The third novel by the winner of the Nobel Prize for Literature 2014, which with The Night Watch and La Place de l'Étoile forms a trilogy of the Occupation
'A Marcel Proust of our time' Peter Englund, permanent secretary of the Swedish Academy
'Modiano is the poet of the Occupation and a spokesman for the disappeared, and I am thrilled that the Swedish Academy has recognised him' Rupert Thomson, Guardian
Ring Roads, for which Modiano was awarded the French Academy's Grand Prix du Roman, is the story of a young Jew, Serge, in search of his father, Chalva, who disappeared from his life ten years earlier.
He finds him trying to survive the war years in the unlikely company of black marketeers, anti-Semites and prostitutes, putting his meagre and not entirely orthodox business skills at the service of those who have no interest in him or his survival.
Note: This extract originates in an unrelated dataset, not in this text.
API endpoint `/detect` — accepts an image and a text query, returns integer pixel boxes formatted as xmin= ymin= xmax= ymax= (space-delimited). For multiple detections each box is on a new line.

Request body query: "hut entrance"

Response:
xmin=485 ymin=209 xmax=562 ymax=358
Ring Roads is a brilliant, almost hallucinatory evocation of the uneasy, corrupt years of the Occupation and like The Night Watch is both cruel and tender - savage in its depiction of the anti-Semitic newspaper editor, the bullying ex-Foreign Legionnaire and the former prostitute, who treat Chalva with ever more threatening contempt; tender in its attempt to understand and identify with the Jew who cannot see the danger he courts.